Heute steuert die Agrikultur nur noch 1'5 Prozent zur Wirtschaftsleistung bei. Dabei gibt es durchaus rentable Kulturen: Sa Pobla exportiert erfolgreich Kartoffeln nach England, der Weinbau gedeiht. ,,Überall, wo die Kommerzialisierung in den Händen der Bauern liegt, läuft es einigermaßen", sagt Kleinbauernvertreter Más. Bei Getreide oder Milch liege die Vermarktung aber bei Monopolisten. Es gebe auch positive Tendenzen, betont Más: Die Werbung unter dem Label ,,Producte Balear" sei ein Fortschritt, für Mandeln wird es demnächst ein eigenes Markenzeichen geben, die unverkäuflichen Orangen werden in Llucmajor zu Limonade verarbeitet.

Auch der Gemüseanbau auf den Fincas rund um Manacor lohnt sich. Hier ruht die Ernte und auch die Arbeit rund ums Jahr auf den Schultern meist marokkanischer Einwanderer. 200 Legale kommen pro Saison, sagt Mustafa Boulharrak von der Gewerkschaft Comisiones Obreras (CC.OO.). 700 Marokkaner stammen aus dem Ort Nador in der Nähe der spanischen Exklave Melilla. Erst allmählich tauchen für die Erntekampagnen auch Polen oder Tschechen auf, die sich für den tarifvertraglich garantierten Mindestlohn von 614 Pesetas (7'20 Mark) pro Stunde verdingen.

Das Fehlen von bezahlbaren Arbeitskräften ist das größte Problem für Mallorcas Landwirte. Denn auf dem Bau verdient ein ,,Peón" erheblich mehr und im Tourismus ist die Plackerei meist weniger aufreiben.

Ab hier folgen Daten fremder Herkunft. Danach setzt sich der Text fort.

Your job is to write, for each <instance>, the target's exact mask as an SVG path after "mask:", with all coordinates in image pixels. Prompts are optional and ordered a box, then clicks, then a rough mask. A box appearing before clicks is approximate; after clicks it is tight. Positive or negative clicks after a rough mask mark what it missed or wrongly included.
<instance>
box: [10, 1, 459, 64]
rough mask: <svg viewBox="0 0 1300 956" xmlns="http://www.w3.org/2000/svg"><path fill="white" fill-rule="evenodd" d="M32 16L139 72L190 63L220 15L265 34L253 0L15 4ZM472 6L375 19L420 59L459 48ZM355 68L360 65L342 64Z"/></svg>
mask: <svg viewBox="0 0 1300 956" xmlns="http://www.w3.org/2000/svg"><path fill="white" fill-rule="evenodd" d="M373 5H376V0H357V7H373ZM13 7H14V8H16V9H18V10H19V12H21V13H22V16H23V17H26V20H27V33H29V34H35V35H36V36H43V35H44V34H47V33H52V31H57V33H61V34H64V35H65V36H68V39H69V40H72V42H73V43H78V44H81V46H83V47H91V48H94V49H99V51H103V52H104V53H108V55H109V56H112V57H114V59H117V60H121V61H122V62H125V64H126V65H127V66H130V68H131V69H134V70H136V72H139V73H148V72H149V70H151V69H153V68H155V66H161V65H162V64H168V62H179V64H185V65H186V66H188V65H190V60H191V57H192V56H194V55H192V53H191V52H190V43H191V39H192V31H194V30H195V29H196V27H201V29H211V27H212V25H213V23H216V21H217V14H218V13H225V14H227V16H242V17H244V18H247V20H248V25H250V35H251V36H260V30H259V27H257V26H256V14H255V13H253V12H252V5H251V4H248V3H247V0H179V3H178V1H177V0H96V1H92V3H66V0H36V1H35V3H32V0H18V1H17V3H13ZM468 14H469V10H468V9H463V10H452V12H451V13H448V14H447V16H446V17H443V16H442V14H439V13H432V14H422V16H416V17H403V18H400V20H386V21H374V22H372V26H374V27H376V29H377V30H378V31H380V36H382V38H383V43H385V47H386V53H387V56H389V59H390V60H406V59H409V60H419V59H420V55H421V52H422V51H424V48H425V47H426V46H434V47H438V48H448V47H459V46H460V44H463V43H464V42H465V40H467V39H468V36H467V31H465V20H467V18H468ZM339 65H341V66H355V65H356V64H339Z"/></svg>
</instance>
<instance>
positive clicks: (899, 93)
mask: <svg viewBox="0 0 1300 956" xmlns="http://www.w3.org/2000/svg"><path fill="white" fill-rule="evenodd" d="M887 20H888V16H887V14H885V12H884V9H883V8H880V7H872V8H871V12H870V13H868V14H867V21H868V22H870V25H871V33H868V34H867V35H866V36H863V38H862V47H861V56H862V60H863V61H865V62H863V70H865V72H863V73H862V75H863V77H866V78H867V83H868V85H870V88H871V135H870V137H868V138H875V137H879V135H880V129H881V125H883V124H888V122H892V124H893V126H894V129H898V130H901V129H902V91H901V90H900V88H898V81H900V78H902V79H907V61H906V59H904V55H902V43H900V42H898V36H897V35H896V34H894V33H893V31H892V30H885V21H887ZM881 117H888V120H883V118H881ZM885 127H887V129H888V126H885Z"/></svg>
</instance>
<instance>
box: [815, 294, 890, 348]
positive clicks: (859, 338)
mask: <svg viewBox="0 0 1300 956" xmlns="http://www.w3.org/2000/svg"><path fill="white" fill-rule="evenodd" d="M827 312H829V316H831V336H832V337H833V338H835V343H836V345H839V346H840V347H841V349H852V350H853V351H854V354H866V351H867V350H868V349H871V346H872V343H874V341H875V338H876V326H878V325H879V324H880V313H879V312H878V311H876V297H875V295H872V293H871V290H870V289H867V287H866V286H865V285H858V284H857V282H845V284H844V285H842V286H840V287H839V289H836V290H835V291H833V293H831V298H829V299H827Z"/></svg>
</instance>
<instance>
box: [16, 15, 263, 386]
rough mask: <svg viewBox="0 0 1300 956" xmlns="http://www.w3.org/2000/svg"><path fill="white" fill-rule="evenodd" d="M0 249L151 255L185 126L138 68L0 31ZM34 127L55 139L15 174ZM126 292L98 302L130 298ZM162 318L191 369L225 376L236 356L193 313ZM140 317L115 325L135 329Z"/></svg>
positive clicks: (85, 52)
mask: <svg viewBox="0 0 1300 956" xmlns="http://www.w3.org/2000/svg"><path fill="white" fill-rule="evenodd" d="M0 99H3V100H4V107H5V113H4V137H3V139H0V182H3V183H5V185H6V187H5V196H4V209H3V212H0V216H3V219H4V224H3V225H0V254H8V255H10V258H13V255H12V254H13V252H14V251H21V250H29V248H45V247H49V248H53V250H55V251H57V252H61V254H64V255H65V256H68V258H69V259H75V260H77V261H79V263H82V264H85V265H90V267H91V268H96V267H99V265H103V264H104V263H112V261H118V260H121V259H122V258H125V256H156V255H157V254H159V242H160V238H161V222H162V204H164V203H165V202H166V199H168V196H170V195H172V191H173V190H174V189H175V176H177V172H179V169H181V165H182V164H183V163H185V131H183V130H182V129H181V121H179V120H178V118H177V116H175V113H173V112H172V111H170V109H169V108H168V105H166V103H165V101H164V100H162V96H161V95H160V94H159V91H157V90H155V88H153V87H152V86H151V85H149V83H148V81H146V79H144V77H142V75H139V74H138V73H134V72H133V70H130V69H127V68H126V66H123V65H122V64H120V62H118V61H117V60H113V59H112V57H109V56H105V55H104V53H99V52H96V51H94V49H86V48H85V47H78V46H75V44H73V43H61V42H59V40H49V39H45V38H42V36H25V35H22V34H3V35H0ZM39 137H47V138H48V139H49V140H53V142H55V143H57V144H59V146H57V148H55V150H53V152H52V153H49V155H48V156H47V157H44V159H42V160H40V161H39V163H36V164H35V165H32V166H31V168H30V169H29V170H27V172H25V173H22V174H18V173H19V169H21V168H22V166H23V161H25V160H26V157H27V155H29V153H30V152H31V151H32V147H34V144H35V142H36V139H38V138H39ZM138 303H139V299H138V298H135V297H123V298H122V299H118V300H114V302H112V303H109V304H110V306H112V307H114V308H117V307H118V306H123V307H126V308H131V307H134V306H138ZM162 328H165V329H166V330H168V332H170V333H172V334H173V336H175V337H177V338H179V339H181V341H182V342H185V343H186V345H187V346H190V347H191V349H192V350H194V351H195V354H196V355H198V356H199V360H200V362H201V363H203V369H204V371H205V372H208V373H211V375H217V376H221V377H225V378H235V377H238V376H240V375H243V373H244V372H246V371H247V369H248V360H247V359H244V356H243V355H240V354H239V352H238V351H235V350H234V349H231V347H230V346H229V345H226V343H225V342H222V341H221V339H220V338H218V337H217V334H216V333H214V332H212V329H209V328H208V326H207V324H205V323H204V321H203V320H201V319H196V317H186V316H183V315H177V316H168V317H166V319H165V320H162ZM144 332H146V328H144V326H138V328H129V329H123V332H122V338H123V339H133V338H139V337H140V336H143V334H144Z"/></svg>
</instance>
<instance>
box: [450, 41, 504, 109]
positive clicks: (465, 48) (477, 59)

Wo mechanisiert werden kann, wie bei der Weinlese oder der Kartoffelernte, übernehmen Maschinen. Aber auch die Bauernschaft selbst ist überaltert. Nur wenige Junge wollen die Höfe übernehmen. Viele Alte tun sich mit Innovationen schwer.

Auch wenn die Wirtschaft lange nicht mehr vom Ertrag des Landes abhängt, bewegt die Lage der Bauern doch viele Mallorquiner stark. Und zwar nicht nur, weil sich Touristen auch noch in Zukunft an der Mandelblüte erfreuen sollen. Oder weil die Krise des ländlichen Raumes den viel kritisierten Verkauf von Fincas an Ausländer befördert. Die Insulaner waren jahrhundertelang ein Bauernvolk, das mit dem Rücken zum Meer lebte.

Der Anthropologe Alejandro Miquel Novajra von der Universität der Balearen hat in vielen Interviews für seine Studie ,,El campo en la cabeza” (Das Land im Kopf) dem Wesen der Insulaner nachgespürt: Und auch heute noch sind der Konsum von ,,authentischen” Produkten der Insel, die harte Arbeit auf dem Acker und die Schönheit der gepflegten Kulturlandschaft für viele Mallorquiner wichtige Bausteine für ihre Identität.